Astrid spürte, wie mir dieses Kompliment schmeichelte. Ich rutschte daraufhin automatisch so auf dem Sitz vor, dass das grelle Sonnenlicht des Frühlings keine Chance erhielt, meine Falten zu unterstreichen. Diese Frau tat mir gut. Auf mich machte sie den Eindruck, jung und dynamisch zu sein, was der Schlag von Menschen war, den ich gern um mich hatte. Auch wenn wir beruflich praktisch in zwei Universen lebten, fühlte ich eine gewisse Vertrautheit zwischen uns. Vermutlich deshalb, weil ich sie in einer Situation erleben musste, bei der sie auf meine Hilfe angewiesen war. Ohne lange zu überlegen, erzählte ich ihr ein wenig aus meinem Leben ... Vorwiegend, warum es mich nach Berlin verschlagen hatte, während mein Sohn in Wiesbaden bei seinem Vater blieb. Ob meine plötzliche Ehrlichkeit etwas mit dem Befund des kleinen Jungen zu tun hatte?
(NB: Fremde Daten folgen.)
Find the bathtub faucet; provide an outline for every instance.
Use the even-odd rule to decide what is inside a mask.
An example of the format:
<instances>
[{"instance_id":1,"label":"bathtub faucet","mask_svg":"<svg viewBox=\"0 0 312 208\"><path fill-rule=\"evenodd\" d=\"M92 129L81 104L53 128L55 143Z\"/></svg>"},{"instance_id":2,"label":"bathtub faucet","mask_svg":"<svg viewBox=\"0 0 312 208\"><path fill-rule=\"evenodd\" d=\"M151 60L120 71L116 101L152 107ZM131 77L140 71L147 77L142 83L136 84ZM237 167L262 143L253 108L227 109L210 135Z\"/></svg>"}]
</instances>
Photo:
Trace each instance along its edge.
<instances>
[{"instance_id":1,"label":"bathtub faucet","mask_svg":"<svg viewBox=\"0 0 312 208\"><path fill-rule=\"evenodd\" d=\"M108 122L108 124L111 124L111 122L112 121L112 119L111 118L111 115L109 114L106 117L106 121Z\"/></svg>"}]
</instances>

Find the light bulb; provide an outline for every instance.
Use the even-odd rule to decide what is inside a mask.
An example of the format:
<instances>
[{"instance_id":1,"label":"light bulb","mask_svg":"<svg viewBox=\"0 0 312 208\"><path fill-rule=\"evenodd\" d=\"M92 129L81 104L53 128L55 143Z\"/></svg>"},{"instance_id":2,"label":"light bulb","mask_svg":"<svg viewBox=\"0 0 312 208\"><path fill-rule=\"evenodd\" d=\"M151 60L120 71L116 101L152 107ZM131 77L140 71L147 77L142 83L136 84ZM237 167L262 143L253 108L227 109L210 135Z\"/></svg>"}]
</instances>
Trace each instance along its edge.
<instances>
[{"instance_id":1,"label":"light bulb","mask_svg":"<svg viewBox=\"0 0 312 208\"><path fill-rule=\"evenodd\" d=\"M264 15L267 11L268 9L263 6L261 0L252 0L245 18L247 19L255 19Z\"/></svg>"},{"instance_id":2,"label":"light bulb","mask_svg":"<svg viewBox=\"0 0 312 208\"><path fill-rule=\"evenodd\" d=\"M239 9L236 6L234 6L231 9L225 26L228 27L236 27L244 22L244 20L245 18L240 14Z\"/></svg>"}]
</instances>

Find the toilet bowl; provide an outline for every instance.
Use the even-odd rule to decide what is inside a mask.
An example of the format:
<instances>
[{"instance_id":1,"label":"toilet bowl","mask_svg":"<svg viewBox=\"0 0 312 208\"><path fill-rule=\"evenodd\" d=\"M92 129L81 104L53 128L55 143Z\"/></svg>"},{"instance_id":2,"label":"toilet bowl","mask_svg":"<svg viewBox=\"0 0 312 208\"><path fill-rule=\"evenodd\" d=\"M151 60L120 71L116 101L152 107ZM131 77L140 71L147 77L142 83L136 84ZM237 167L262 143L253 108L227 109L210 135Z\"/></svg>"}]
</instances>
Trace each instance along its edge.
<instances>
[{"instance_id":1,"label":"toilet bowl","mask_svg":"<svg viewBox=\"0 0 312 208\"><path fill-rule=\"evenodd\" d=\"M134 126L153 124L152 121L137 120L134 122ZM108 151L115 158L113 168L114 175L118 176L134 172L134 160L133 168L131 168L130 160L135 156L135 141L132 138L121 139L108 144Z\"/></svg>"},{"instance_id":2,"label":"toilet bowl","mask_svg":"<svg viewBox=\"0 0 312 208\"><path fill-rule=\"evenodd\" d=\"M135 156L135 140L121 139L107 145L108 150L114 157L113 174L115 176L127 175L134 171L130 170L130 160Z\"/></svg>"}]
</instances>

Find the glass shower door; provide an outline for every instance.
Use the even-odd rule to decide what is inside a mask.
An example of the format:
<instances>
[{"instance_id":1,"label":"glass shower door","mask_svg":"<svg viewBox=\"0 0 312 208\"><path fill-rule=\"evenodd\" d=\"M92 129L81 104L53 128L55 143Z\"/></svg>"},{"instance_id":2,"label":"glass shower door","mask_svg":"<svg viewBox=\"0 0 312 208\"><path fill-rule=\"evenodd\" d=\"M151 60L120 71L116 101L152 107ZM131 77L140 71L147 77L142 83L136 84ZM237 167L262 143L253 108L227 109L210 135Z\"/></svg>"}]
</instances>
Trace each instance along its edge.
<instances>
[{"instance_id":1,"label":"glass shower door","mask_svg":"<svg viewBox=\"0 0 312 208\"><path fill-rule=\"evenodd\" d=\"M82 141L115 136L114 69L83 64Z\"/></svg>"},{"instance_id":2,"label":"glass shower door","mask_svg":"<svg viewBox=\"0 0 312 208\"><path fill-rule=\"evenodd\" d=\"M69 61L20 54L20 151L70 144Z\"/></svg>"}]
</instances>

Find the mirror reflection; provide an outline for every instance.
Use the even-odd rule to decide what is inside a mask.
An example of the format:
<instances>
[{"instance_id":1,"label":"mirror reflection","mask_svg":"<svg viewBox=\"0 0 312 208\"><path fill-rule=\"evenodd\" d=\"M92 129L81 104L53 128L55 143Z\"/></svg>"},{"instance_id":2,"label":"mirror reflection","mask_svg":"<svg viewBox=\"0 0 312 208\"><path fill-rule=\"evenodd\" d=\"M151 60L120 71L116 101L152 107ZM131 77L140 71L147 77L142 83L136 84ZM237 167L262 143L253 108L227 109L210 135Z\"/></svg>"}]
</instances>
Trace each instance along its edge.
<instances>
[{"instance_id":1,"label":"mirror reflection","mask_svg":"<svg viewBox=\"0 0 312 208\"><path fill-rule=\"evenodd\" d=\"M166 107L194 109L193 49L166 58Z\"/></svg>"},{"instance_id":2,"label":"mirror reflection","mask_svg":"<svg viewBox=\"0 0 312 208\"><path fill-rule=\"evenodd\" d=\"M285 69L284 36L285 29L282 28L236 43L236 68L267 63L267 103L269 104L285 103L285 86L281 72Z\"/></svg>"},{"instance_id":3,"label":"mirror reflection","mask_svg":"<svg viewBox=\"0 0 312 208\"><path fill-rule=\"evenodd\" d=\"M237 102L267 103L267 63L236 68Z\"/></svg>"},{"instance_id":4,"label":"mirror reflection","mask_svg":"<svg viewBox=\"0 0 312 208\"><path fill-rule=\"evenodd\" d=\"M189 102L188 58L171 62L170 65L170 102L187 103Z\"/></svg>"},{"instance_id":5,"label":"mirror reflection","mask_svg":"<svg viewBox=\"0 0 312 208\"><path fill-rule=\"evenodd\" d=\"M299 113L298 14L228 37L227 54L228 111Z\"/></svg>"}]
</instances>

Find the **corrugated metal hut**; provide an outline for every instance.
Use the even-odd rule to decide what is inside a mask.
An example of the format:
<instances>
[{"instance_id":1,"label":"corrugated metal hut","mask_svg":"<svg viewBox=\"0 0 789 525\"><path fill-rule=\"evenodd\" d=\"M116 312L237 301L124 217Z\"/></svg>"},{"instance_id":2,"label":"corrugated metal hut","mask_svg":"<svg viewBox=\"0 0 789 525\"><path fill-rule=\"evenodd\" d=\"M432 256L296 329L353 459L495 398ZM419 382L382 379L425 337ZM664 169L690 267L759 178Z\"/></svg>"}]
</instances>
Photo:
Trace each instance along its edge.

»Also bist du fast Single, könnte man sagen?«, fragte Astrid nach einer Weile.
In diesem Moment erkannte ich, wie recht sie mit ihrer Feststellung hatte. In gewisser Weise war ich tatsächlich ein Single. Zur Bestätigung nickte ich. Irgendwie machte mich diese Erkenntnis aber auch traurig. Es klang nicht nach Party
wie noch zur Studienzeit, sondern nach viel Platz im Herbst auf einer leeren Bank im Park.
»Magst du Kinder?«, fragte ich vorsichtig. Manche Frauen reagierten auf diese Frage sensibel.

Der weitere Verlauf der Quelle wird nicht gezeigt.